It has a strong moral component: it says “this is wrong”. And it’s not interested so much in finding “absolutes”. Politics says “this is wrong because it’s bad for people, see?”. What guides us is a moral compass we are more interested in using than finding and defining.

Too often politics is about saying what we all feel and know, but no one has the guts to spell out loud. As such politics is intrinsically “honest”. It is the direct articulation of our wants and needs in a social level. It is the demand for our wants and needs to be recognised and met.

And that takes guts. It’s one thing to say “I need this”; quite another to say “we need this”. And another still to say “we need this and you better give it to us”.

As for why I keep going back to politics? I have been blessed and cursed by a childish ingenuity and hopeless outspokenness to point to the Emperor and denounce his absence of garments.

And that’s why politics has chosen me as one of its many writers.  


Note: Re: this whole post. Don't ask. It was midnight, I suddenly get the urge to start writing and this is what comes out. 'Cuz, ya'know: I'm a writer.

2 comments:

smashesthep said...

I like it!

Your sentiments ring true for me. In particular,
"What guides us is a moral compass we are more interested in using than finding and defining."

I personally went to graduate school to study philosophy (with an emphasis on ethics) and one of the main reasons I left was because we spent too much time analyzing the good rather than DOING it.

I wonder about your thoughts on the difference between politics and politicians? I think of the latter as compromised, generally speaking, and I have been wondering if that is because ideals in practice are bound to get muddy particularly when a lot of power is at stake(watching the tv show The Wire gives an insight into politics gone astray, but it's certainly not feminist so I don't endorse it).

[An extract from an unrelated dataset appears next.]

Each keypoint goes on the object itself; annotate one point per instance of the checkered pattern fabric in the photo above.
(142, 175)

What are your thoughts on the difference between politics and politicians, and their relationship to ideals in practice?

Mary Tracy said...

Smash, the laws of narrative causality compel me to quote Marx here.

"Philosophers have hitherto only interpreted the world in various ways; the point is to change it."

Re: politics and politicians, you do know that you are asking me an impossible question, don't you?

At the moment, most politicians suck. But so do their politics. And it tends to be the case that the best politicians are grounded in the best politics.

I don't know what the answer is. Politicians will only be as good as people demand them to be.

As for ideals in practice, I don't think I have any words of wisdom to offer. That much is obvious, judging from the state of my life.
I do believe it's better to have ideals than not, even if in practice we can only take them so far.

Sorry, this doesn't answer any of your questions! I'll have a bigger think and see if I can write more about it.